What follows are the inciting incidents from the trailer, which, unfortunately, don’t have much more bulk than the trailer. Max, again, dons his wolf suit and spies on his mom and her boyfriend before one night’s dinner. A brief standoff occurs, then Max books out of the house and to a conveniently/mysteriously-docked boat that leads off into the land of the Wild Things.

This is where things start to get really hazy. When Max comes upon the Wild Things for the first time, there’s really no awe or mystery; it’s as if the enormous Wild Things were just human-sized and, well, human (which is sort of the point, I concede), and then a lot of talking ensues before Max is rather suddenly anointed King.

What then happens is also distilled quite concisely in the trailers: a lot of running, a lot of random in-the-forest mayhem, and, above all, a suspicious lack of anyone needing food throughout the several “days” spent in the land of the Wild Things; a land that consists mostly of a Wooded Area, a Rocky Area, and a Desert Area.

There, the human-named characters fit nicely into pretty broad stereotypes. With all the mayhem aside, this is where the movie loses it way. It completes loses all forward thrust and, aside from Max’s plans to build a fort of some kind, there’s nothing that propels the narrative. It just idles along as the runtime lengthens. And at the end, it’s hard to tell if the story of the Wild Things – who are just a sad and lonely and, by extension, semi-pathetic race of creatures marooned on an island – is still rooted in sheer fantasy and imagination, or if it’s trying to bridge an allegory with Max’s home life.

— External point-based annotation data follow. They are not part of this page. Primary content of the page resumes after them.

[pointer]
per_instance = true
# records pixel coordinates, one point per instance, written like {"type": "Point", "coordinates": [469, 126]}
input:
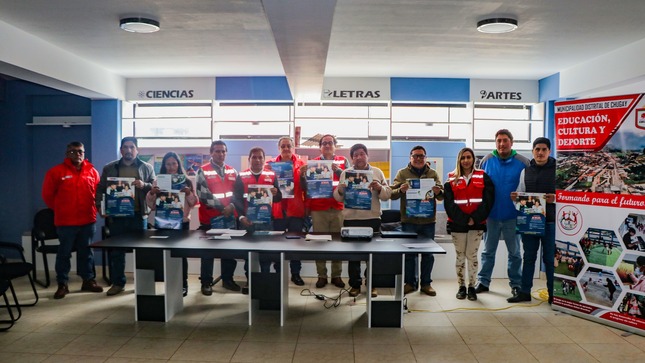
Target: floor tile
{"type": "Point", "coordinates": [557, 353]}
{"type": "Point", "coordinates": [496, 353]}
{"type": "Point", "coordinates": [614, 352]}
{"type": "Point", "coordinates": [254, 351]}
{"type": "Point", "coordinates": [149, 348]}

It never becomes fully clear, and all of a sudden Max leaves without really giving anyone hope or joy or any sort of lesson. They mutually howl goodbye, and that’s it. Furthermore, Max spends a few days at sea going home, and some uptempo music is tossed in as though to trick us into thinking he actually accomplished something in the land of the Wild Things.

Max gets home, his mom makes him dinner, and that’s it. True to the extremely-short source book, sure, but as glad as I am that we’re spared the melodrama of a too-talky denouement, I wanted something in the ways of a denouement. That is, given that the film starts so strong in the Real World that I hoped it would end strong in said Real World.

Speculation abounds what Spike Jonze really wanted with this. IMDb trivia mentions that Jonze had a fully-finished version that the studio didn’t think was family-friendly enough, and if there’s any justice, that version will end up on DVD at some point. The studio seemed so repulsed that they actually considered reshooting the entire movie for $75 million. But that’s a different story; one we might never know unless we between-the-lines-read every Jonze publicity interview. And after an underwhelming 101 minute film, who has time for that?


  • Erika says:

    I can’t say I’m necessarily surprised to hear this, I’ve had my speculations about this film regardless of how much I love Jonze and his works.

    Now is it just me or would this have made a better short film?

  • Jack says:

    I, too, love Jonze’s past two features, but as I mentioned, it just lost steam during the whole of the film’s middle (e.g. the longest part).

    Not sure if it would’ve made a good short. Maybe it should’ve just stayed a ten-sentence book.